野鳥のバンディング問題について考える。【最終回】
なんの為のバンディング??
いま、多くの人が問題にしているのは野鳥をもてあそんでいるとしか思えないような不心得バンダーがいる事だと認識している。
研究としてのバンディングは必要だと考えているが今のままで良いとは到底考えられない情報がたくさん出てきている。
いまの生態系の変化は人間の長年の営みの結果であり、人間は自然を犠牲にしなければ生きて行けない仕組みが出来上がってしまったのだから如何に犠牲を少なくする事を考えていく時期に入っている事は間違いない。

長年やってきたバンディングにしても如何に犠牲を少なく済ませるのか考え、標識調査の仕組みや、やり方を変えなければ世論がバンディングを許さない時期がそこまで来ている。都道府県レベルでいろんな保護法が出ているが標識調査に関しては一切の制約が無い。環境庁直轄の制度だからだろう。標識調査は環境庁の隠れ蓑を着た妖怪かもしれない。
今までは逸脱バンディングの実態が表に出てこなかったかもしれないが最近のネーチャー志向、バードウオッチングブームで多くの方が野鳥に関心を向けているので逸脱バンディングの実態がこれからは多くの人によって明らかにされるのではないか。
そうなると一番困るのが純粋に学術研究をしている方々なのだから、多くの鳥好きの方々が問題提起している内容を真摯にとらえ、バンディングに関わっている方々は現在、抱えている様々な問題を解決して行くことが責務であろう。
「海外では歴史が古く、成果が上がっている。

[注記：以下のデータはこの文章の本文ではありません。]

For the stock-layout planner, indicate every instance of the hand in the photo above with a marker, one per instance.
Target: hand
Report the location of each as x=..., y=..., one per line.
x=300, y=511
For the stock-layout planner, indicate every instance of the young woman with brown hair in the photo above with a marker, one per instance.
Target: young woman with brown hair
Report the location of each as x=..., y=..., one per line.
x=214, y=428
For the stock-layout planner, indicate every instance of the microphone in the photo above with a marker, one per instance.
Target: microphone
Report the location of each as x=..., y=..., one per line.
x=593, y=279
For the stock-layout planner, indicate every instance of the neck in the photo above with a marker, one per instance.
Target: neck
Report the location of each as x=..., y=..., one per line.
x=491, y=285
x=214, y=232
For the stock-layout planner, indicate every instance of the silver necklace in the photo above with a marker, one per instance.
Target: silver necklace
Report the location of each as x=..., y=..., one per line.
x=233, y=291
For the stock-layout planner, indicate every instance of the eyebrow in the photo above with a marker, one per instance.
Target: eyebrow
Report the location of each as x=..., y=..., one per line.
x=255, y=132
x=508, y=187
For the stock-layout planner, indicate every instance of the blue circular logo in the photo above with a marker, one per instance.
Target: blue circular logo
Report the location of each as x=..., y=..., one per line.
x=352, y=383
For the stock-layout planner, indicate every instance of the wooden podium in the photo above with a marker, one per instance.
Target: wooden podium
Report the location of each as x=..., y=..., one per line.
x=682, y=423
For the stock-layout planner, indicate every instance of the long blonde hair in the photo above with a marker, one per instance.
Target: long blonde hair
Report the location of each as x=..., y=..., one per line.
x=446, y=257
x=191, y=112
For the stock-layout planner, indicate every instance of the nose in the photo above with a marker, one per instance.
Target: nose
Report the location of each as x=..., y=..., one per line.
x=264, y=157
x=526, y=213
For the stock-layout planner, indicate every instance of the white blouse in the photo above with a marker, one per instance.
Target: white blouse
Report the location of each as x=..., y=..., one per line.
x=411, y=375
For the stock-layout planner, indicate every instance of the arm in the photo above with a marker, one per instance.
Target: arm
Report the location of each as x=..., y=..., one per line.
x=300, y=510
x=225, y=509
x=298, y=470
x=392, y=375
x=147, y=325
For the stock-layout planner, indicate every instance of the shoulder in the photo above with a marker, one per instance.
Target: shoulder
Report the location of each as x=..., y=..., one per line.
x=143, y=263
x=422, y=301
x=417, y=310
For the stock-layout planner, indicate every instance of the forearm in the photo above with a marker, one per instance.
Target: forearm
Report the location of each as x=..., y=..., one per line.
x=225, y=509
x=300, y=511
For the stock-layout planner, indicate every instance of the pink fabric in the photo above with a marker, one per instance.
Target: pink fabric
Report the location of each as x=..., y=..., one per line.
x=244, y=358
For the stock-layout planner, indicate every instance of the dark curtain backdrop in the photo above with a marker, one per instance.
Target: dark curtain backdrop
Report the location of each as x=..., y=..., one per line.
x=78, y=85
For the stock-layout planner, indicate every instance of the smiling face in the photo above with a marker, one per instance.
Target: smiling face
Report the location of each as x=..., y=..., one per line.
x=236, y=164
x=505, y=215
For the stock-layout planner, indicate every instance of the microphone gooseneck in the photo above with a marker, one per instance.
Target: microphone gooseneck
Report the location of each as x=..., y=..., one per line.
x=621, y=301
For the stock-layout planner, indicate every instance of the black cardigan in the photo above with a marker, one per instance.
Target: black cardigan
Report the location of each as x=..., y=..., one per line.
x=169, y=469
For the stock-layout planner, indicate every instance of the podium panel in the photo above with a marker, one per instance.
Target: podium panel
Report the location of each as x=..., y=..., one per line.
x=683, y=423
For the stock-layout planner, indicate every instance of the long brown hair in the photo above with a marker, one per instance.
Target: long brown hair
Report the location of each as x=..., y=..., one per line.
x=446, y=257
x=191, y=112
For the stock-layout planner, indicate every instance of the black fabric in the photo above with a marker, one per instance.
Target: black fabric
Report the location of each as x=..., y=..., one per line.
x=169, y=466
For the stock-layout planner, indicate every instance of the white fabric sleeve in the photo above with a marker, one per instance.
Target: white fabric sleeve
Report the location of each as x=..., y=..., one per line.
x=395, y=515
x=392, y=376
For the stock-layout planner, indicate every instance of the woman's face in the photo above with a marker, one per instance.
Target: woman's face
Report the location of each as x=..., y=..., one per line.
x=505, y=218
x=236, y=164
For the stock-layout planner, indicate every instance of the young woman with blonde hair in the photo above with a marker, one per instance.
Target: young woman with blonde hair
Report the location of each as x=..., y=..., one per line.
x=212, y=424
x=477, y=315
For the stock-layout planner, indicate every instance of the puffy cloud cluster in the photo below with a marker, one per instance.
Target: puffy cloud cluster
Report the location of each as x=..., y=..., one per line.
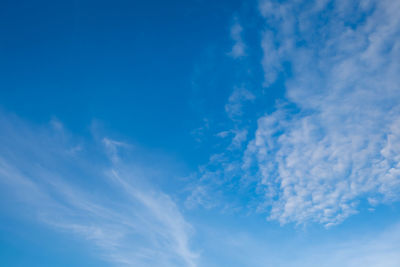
x=337, y=139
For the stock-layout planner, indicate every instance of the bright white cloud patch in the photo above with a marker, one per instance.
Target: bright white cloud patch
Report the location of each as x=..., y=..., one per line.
x=337, y=141
x=102, y=201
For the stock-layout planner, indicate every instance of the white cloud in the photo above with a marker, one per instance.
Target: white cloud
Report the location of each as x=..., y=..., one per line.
x=131, y=223
x=338, y=140
x=234, y=107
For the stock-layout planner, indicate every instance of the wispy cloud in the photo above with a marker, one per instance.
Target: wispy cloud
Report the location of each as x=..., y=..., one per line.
x=337, y=140
x=236, y=101
x=238, y=48
x=133, y=224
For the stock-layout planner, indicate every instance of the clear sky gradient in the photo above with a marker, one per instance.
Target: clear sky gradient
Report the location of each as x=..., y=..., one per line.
x=200, y=133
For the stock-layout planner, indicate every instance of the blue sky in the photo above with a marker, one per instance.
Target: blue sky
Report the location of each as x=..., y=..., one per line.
x=200, y=133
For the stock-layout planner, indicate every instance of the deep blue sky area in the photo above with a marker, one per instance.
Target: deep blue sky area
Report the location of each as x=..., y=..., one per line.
x=115, y=62
x=199, y=133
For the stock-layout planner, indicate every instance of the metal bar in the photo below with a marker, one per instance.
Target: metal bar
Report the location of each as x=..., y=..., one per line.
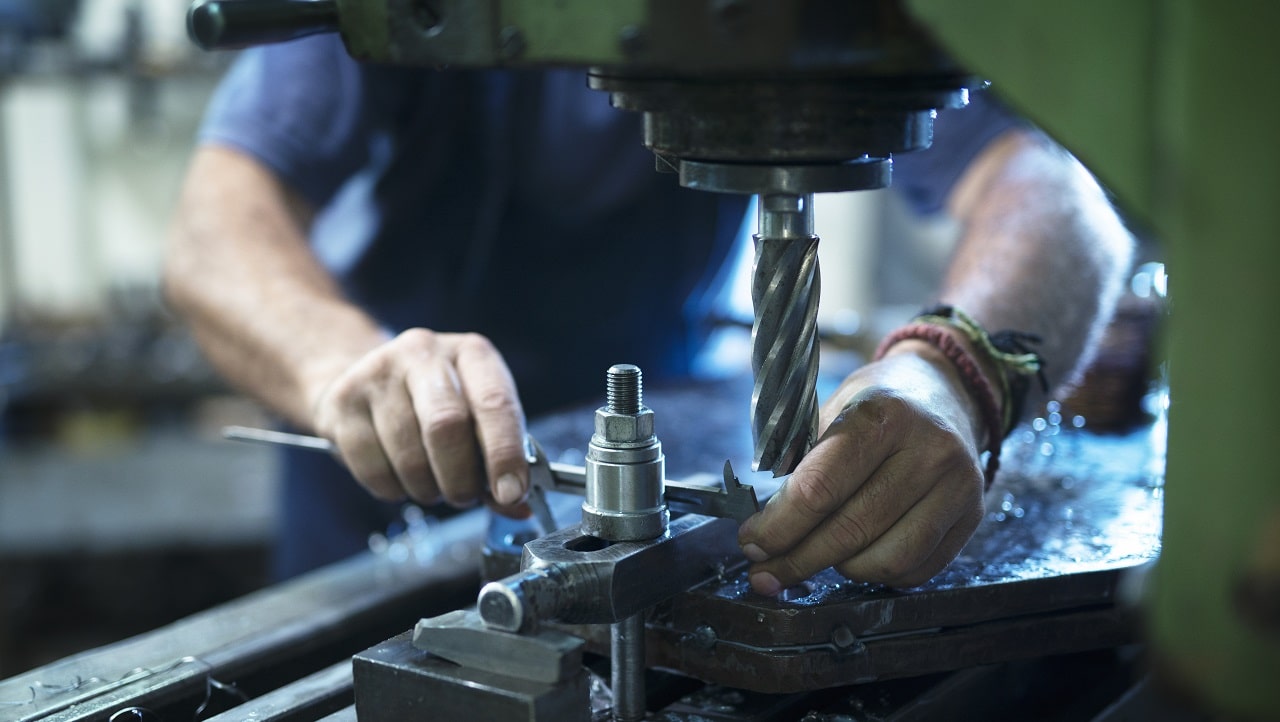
x=321, y=693
x=627, y=654
x=291, y=629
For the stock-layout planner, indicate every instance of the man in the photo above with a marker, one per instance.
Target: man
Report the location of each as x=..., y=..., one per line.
x=384, y=256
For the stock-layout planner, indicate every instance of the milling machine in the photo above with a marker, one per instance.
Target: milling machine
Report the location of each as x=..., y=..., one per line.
x=780, y=99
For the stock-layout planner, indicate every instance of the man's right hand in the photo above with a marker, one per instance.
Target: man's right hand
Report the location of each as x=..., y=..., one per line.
x=430, y=416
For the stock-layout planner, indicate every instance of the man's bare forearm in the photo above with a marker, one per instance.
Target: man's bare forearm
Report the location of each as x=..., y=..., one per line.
x=269, y=318
x=1041, y=251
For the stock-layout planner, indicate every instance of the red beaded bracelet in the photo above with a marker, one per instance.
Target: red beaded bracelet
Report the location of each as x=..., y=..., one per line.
x=970, y=373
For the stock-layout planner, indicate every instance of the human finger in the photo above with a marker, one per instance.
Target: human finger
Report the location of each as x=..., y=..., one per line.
x=362, y=455
x=924, y=540
x=942, y=554
x=871, y=511
x=846, y=456
x=447, y=429
x=401, y=438
x=499, y=419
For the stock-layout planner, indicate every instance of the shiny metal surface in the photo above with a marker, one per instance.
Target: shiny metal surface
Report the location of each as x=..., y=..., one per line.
x=785, y=289
x=264, y=639
x=627, y=659
x=581, y=579
x=1073, y=517
x=625, y=466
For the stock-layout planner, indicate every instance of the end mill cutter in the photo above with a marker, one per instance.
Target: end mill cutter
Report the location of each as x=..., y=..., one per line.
x=785, y=291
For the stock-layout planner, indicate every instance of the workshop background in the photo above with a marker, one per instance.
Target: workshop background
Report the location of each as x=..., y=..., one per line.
x=120, y=507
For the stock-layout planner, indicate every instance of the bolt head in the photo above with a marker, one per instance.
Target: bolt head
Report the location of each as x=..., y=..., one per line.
x=624, y=428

」「日本も何とか成果を上げなければ」などと言う考えを捨て、バンディング先進国の真似などをせず、日本の風土、気候、地形などに合ったやり方を模索するべきと考える。バンディング(標識調査)が本当に必要だとするならば既得権益を捨て、新たな仕組みを作り、島国日本に合ったやり方で私のような単純な鳥好きや一般大衆でも理解できる言葉で説明してくれないと「バンディング=悪 」という構図が出来上がるだろう。


日本野鳥の会もかすみ網の危険性を十分認識しているから環境庁にかすみ網の許可権限委譲について国に留める事を申し入れたのだろう。
http://prweb.org/press03/00584.htm
このエントリーの絵は「なすびの落書きのーと」さんからお借りしました。
http://fujinasu.ld.infoseek.co.jp/
バンディング問題を提起しているサイトの情報を読むと現状のバンディングの制度は合法的に野鳥を捕獲する為の制度であって、それ以外、何も無いように思えてしまう。
だから、大義名分をつけて野鳥を捕獲して楽しんでいるとしか思えない出来事が出てくるのではないだろうか。
野鳥が好きで野鳥の為と信じてバンディングを行っている方が多いと思うがそうであるならば、なおの事、バンディングに関わる問題に取り組んででほしい。
また、世間にはあまり知られていなかったバンディングと言う事が今回の「バンディング問題」という形で一般大衆の目にも触れる事になったのだから、バンディングに関わっている方々は知らず知らずのうちに積もり積もった既成概念や古くなった常識を見直す絶好の機会を得たと考え、バンディングの制度を見直して欲しい物だ。
野鳥のことやバンディングも良く解らない一般大衆ですが陰ながらバンディング問題に取り組んでいる方々を応援させていただきます。
とりあえず「野鳥のバンディング問題を考える。」は終了しますがまた書き始めるかもしれません。

コメント
中島様、がんばってくださいね。
何も出来ませんが応援させていただいています。
投稿者: オット君 | 2005年12月21日 21:24
カワセミ日記の中島でございます。
「野鳥のバンディング問題について考える」シリーズ、ずっと拝見しておりました。
おっしゃること、ごもっともでございます。いま、なんとしても改善しなくてはなりませんよね。
カワセミ日記で紹介させて下さい。よろしくお願いいたします。